Pluggable Layered Kernel System
To support diverse hardware, TokenSpeed includes a pluggable layered kernel system that abstracts accelerator-specific operations. This allows the engine to seamlessly run on different GPU architectures (e.g., NVIDIA, AMD) and potentially on emerging accelerators. Each kernel layer can be swapped or tuned independently, simplifying optimization for specific hardware without rewriting the entire engine.
SMG Integration for Low-Overhead Request Entry
Finally, TokenSpeed integrates with SMG (shared memory gateways) to provide a low-overhead CPU-side entry point for incoming requests. This reduces the latency and CPU usage associated with receiving and routing requests, which is especially beneficial in high-throughput agentic systems where every millisecond matters.

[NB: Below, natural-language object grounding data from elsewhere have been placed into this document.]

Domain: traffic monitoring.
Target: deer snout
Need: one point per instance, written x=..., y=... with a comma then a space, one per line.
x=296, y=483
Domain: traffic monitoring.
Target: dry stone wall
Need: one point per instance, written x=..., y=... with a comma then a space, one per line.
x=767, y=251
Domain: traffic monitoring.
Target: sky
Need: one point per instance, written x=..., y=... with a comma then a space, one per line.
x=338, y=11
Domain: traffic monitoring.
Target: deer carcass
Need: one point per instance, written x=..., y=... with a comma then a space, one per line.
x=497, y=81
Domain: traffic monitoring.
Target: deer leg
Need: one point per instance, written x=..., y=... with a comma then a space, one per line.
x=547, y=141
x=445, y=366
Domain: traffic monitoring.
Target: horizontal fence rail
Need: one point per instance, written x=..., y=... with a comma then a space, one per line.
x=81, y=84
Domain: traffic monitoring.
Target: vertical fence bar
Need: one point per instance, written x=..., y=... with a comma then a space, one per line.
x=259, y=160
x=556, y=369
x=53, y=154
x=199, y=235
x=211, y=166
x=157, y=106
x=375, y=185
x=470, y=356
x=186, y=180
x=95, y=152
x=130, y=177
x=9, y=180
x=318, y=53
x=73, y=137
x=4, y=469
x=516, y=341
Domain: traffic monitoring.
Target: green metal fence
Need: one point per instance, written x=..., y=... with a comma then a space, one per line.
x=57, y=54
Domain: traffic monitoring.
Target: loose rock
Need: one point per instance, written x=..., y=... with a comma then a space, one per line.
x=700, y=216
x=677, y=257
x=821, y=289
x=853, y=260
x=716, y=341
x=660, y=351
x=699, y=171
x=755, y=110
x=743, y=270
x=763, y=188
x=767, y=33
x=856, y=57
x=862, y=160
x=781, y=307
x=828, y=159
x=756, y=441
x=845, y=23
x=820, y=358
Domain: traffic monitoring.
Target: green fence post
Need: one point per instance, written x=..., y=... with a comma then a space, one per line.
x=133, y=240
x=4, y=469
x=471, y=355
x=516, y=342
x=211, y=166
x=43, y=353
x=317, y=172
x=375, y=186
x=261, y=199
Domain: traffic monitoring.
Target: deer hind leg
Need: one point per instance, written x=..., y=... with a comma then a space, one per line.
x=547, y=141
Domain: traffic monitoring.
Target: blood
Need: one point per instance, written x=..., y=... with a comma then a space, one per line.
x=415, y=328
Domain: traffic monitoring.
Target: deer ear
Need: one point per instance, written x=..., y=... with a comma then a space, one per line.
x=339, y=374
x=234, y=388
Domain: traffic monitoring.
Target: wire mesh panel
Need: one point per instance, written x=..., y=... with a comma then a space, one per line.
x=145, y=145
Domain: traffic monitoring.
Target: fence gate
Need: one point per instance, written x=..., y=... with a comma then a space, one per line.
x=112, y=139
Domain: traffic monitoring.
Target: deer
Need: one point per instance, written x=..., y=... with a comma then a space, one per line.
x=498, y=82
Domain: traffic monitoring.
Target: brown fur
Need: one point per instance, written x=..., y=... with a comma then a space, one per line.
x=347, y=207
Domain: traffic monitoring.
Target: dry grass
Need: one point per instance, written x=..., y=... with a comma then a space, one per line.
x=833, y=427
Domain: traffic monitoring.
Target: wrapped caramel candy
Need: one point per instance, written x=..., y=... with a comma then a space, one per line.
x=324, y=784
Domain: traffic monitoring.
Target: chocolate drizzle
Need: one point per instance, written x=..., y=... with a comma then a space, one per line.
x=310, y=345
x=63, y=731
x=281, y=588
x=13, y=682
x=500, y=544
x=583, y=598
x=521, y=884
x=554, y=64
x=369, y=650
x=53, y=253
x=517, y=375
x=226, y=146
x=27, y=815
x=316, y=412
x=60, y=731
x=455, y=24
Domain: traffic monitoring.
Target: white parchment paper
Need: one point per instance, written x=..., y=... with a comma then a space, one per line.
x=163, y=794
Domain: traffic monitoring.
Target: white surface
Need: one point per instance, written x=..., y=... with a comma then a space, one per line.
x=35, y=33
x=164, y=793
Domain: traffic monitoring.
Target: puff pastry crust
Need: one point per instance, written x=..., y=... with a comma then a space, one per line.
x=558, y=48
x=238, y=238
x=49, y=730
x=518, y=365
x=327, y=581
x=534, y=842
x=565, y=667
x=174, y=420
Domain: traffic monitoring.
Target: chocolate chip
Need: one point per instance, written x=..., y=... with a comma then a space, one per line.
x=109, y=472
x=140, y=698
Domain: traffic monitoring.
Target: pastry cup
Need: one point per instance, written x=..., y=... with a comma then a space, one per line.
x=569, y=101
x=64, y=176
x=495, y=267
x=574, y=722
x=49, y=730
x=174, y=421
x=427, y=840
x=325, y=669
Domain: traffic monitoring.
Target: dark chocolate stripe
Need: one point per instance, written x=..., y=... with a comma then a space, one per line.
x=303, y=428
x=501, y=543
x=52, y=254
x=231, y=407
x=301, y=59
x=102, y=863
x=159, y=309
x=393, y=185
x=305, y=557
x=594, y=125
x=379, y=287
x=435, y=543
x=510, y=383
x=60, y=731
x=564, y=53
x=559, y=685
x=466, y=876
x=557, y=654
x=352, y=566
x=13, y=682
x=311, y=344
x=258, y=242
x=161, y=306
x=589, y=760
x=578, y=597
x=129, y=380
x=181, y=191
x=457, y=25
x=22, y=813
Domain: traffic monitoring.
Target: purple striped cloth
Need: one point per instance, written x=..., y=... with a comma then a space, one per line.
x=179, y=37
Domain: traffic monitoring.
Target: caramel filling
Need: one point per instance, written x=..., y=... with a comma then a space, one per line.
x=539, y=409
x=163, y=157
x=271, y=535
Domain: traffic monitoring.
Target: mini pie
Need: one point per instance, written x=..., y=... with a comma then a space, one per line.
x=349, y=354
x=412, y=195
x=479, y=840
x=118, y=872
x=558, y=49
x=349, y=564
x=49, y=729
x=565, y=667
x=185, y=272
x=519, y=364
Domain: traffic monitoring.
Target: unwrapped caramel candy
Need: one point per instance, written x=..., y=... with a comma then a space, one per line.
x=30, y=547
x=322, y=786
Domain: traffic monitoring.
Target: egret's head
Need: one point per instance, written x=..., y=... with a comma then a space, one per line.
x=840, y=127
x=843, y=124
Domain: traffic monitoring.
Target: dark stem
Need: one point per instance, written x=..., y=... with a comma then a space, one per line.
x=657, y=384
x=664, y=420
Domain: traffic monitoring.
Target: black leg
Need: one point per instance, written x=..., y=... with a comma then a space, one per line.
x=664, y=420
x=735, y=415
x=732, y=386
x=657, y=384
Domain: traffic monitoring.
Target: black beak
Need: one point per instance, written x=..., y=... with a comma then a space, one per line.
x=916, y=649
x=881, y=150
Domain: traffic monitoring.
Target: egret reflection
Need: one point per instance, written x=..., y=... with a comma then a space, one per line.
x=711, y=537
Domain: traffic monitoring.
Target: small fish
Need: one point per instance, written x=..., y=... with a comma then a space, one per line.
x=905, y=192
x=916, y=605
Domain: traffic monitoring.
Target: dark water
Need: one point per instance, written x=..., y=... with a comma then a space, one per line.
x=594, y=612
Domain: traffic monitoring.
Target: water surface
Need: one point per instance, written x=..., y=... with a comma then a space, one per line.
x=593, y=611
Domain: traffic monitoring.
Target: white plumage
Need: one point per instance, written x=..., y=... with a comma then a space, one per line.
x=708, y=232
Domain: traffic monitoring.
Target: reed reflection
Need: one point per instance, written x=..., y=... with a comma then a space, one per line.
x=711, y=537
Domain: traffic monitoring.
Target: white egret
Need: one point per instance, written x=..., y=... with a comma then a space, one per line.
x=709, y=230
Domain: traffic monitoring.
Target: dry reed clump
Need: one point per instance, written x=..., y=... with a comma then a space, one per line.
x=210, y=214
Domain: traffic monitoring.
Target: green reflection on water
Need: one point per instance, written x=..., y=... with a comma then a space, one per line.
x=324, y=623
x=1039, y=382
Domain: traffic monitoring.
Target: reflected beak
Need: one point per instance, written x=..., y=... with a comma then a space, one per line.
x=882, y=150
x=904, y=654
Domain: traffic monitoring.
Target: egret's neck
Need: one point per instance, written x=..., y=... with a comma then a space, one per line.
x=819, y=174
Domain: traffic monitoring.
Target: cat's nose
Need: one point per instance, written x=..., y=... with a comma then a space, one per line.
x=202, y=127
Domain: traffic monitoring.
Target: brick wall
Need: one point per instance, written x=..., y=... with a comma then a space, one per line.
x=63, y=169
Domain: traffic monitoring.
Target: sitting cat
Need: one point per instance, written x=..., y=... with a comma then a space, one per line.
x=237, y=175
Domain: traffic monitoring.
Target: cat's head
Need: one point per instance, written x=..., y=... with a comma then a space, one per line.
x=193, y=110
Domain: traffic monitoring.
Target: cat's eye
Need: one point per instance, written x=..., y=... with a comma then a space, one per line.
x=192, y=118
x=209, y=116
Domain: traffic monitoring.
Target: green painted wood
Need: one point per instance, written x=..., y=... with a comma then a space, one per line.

Implications for the AI Ecosystem
By releasing TokenSpeed under an MIT license, the LightSeek Foundation ensures that developers and enterprises can adopt, modify, and contribute to the engine without licensing barriers. This open-source approach could accelerate innovation in agentic AI, particularly for organizations that want to customize inference behavior for their specific workloads. Combined with its TensorRT-LLM-level performance goals, TokenSpeed may become a go-to solution for deploying large language models in real-time, conversation-heavy applications.
Conclusion
TokenSpeed represents a thoughtful response to the unique demands of agentic AI inference. Its architecture—featuring SPMD-based modeling, a compile-time safety-enforcing scheduler, intelligent KV cache reuse, pluggable kernels, and low-latency request intake—directly tackles the bottlenecks that have hindered scaling of interactive coding assistants and similar tools. As the engine moves beyond preview, its open-source nature invites the community to shape its evolution. For teams building next-generation agentic systems, TokenSpeed is a development worth watching.